Jezus gaat niet in op de vrees. Hij wenst vrede aan zijn leerlingen, toont zijn handen en zijn zij en herhaalt de vredeswens tweemaal. Dit is niet alleen een groet en een wens, maar een opdracht om onder elkaar voor vrede te zorgen. Jezus zendt zijn leerlingen de wereld in. Hij blaast over hen en geeft hen hiermee de heilige Geest en hij spoort hen aan om te vergeven. Is vergeven de weg vanuit de angst naar de vrede? Het blazen roept het tweede scheppingsverhaal op: “Toen maakte de HEER God de mens. Hij vormde hem uit stof, uit aarde, en blies hem levensadem in de neus. Zo werd de mens een levend wezen.” De verrezen Jezus zal de angstige leerlingen tot nieuwe mensen maken, maar zij moeten de stap van de vergeving zetten. Er was toch wel één en ander te vergeven: Judas had Jezus uitgeleverd, Petrus had hem verloochend en waar waren de anderen gebleven? Toen de leerlingen Jezus zagen, waren ze blij, maar reageerden niet op de wonden. Misschien hebben ze zich diep schuldig gevoeld en bij de aansporing om te vergeven beseft dat om tot vergeving te komen kwetsuren moeten getoond en erkend worden. Vergeven gebeurt in een gesprek waarbij dader en slachtoffer naar elkaar luisteren. Als we kwetsuren zien of tonen, komen we open voor de waarheid van de ander en maken we onze waarheid zichtbaar.
Ook voor Tomas zijn de littekens van Jezus erg belangrijk: “Als ik in zijn handen het litteken van de spijkers niet zie, zal ik echt niet geloven.” Tomas wil alleen maar vertrouwen op de verrezen Jezus als die solidair blijft met al wie lijdt en gemarteld wordt. Tomas heeft deze vraag niet rechtstreeks aan Jezus gesteld.

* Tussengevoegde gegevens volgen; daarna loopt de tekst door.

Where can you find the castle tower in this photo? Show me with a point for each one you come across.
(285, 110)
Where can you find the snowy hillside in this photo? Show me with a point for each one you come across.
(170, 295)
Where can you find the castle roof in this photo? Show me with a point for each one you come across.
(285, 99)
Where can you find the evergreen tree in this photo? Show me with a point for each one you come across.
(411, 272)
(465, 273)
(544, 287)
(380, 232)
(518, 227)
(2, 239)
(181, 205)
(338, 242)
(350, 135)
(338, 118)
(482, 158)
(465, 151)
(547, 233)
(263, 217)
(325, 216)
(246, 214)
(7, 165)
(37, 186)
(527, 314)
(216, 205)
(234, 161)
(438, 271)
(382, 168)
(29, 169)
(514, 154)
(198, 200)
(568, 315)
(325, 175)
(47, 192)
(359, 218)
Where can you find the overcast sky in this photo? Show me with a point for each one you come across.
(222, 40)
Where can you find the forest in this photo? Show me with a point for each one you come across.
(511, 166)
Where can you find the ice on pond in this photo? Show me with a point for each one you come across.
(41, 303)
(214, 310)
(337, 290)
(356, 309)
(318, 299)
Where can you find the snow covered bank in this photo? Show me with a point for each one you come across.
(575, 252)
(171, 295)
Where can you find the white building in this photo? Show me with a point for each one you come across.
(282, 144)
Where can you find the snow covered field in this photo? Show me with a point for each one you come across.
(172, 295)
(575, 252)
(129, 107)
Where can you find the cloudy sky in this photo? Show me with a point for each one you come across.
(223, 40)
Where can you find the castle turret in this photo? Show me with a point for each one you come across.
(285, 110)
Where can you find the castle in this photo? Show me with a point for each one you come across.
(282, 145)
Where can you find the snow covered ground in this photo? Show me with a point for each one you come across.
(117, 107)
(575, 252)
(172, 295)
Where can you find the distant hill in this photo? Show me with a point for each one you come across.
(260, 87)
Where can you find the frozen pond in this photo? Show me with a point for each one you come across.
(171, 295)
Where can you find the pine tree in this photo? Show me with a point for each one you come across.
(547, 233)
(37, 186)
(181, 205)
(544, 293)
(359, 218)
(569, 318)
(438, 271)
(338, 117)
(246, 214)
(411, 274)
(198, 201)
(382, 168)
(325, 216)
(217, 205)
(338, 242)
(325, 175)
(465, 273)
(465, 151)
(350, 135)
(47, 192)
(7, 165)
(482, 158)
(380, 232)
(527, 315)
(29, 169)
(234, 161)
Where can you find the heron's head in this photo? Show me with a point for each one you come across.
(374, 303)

Op die volgende zondag anticipeert Jezus op een mogelijke vraag van Tomas door hem uit te nodigen de littekens te betasten en zegt: “Wees niet langer ongelovig, maar gelovig.” Door de gebiedende wijs “wees” lijkt het hier om een scherpe breuk te gaan, je bent ongelovig óf gelovig. De Nederlandse vertaling is hier wat misleidend. In het Grieks staat er niet de imperatief van het werkwoord ‘zijn’, maar ‘ginou’ van het werkwoord ‘ginomai’. Dit werkwoord betekent: in wording zijn, worden, ontstaan. De woorden van Jezus zijn dus dynamischer: Jezus wil dat Tomas zijn ongeloof en wantrouwen terugdringt en zijn geloof en vertrouwen laat groeien. In de Traduction oecuménique de la Bible staat: “cesse d’être incrédule et deviens un homme de foi.” Deze vertaling plaatst tegenover de afname van het wantrouwen de toename van het vertrouwen. Het is geen zwart-wit gebeuren ‘gelovig óf ongelovig’, maar een telkens terugkerende opdracht om van wantrouwen naar vertrouwen te groeien. Via Tomas spoort Jezus ons aan: “Laat het wantrouwen achter je en durf vertrouwen.” Hierdoor zullen we de angst overwinnen en door vergeving een stapje naar vrede zetten.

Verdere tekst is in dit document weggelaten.